4. Anche perché Forza Italia non c’è più. Al suo posto, il Pdl, che aggrega anche An. Ha una base elettorale in prevalenza centro-meridionale. La Lega, a sua volta, ha assunto un’identità governativa. Infatti, esprime i sindaci di centinaia di Comuni, i presidenti di 14 Province e 2 Regioni. E sta nel governo, a Roma. Insieme a Berlusconi. Usa un linguaggio da opposizione dura e comportamenti pragmatici e tradizionali. Anche a livello locale, dove, con i propri uomini, ha occupato enti amministrativi e finanziari. Ma la distanza fra comportamenti e parole è troppo stridente per non saltare agli occhi degli elettori.
5. Nel Nord è in atto una profonda trasformazione economica e sociale. Ha scosso alle fondamenta il sistema finanziario, la grande e la piccola impresa. Ha modificato le basi demografiche e gli stili di vita della società . Molte zone, che fino a poco tempo fa si consideravano al sicuro dalla crisi, oggi si sentono vulnerabili. I metodi di rassicurazione fondati sulla paura del mondo e degli stranieri non rassicurano più. E i miti della Padania e dell’Uomo-che-si-è-fatto-da-sé non bastano più a dare risposte e identità al Nord.
6. Anche per questo, dopo alcuni anni, il centrosinistra è tornato. Per limiti altrui, ma anche per meriti propri. Perché dispone ancora di leader locali credibili ed esperti.
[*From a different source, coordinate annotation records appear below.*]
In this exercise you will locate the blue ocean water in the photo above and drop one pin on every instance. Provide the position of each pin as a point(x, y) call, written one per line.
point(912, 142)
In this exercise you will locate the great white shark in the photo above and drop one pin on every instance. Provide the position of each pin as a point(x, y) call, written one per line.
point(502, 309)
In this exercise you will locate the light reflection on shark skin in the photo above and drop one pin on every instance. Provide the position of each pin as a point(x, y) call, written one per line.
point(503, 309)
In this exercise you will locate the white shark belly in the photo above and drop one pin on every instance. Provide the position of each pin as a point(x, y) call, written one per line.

Perché ha legami con la società civile ed è stato in grado di mobilitare la realtà locale. Perché le sue parole in questa fase appaiono meno aliene di quelle del centrodestra. Altruismo, bene comune, solidarietà incontrano più attenzione, nel senso comune, rispetto a individualismo, paure, interessi. L’estremismo “moderato” e aggressivo di questi tempi, infine, ha stancato.
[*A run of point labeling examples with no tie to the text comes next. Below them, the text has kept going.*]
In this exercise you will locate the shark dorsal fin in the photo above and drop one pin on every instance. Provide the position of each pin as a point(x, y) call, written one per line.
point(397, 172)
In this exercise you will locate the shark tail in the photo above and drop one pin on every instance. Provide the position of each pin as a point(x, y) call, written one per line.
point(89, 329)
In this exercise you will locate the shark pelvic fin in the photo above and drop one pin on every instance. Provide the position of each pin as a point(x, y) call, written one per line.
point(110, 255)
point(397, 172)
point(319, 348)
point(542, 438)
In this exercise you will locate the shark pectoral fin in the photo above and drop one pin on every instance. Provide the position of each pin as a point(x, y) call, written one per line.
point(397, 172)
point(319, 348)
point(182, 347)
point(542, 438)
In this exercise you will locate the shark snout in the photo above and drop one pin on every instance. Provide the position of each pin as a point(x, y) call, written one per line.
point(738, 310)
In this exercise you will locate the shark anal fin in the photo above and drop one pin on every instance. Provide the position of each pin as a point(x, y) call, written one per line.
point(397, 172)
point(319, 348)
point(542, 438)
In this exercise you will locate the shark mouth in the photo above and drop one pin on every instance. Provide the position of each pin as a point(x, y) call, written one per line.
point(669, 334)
7. Circa l’eterogeneità delle coalizioni e il peso della cosiddetta sinistra radicale, conviene rammentare che raramente, in passato, queste differenze hanno provocato crisi locali. Perché sindaci e governatori sono eletti direttamente dai cittadini e dispongono di una legittimazione forte. E perché è più semplice trovare l’accordo sui temi concreti della società e del territorio che sui principi non negoziabili. La vita e la morte. La pace e la guerra.
8. Da questo passaggio elettorale, il centrosinistra esce rafforzato. Ma deve trarne le giuste indicazioni. In primo luogo: il Pd non può pretendere di essere partito dominante, né tanto meno unico. Ma è, indubbiamente, il riferimento obbligato di ogni coalizione. Non bisogna, poi, scambiare le consultazioni locali con quelle nazionali. Anche se l’Italia è un Paese di città e regioni. E tutti i cambiamenti politici, sociali e culturali sono avviati e annunciati a livello territoriale. Infine: guai a rassegnarsi, al “complesso del reduce”. Allo “sconfittismo”.
Se è possibile vincere a Milano e nel Nord, allora nulla è impossibile. Neppure a livello nazionale.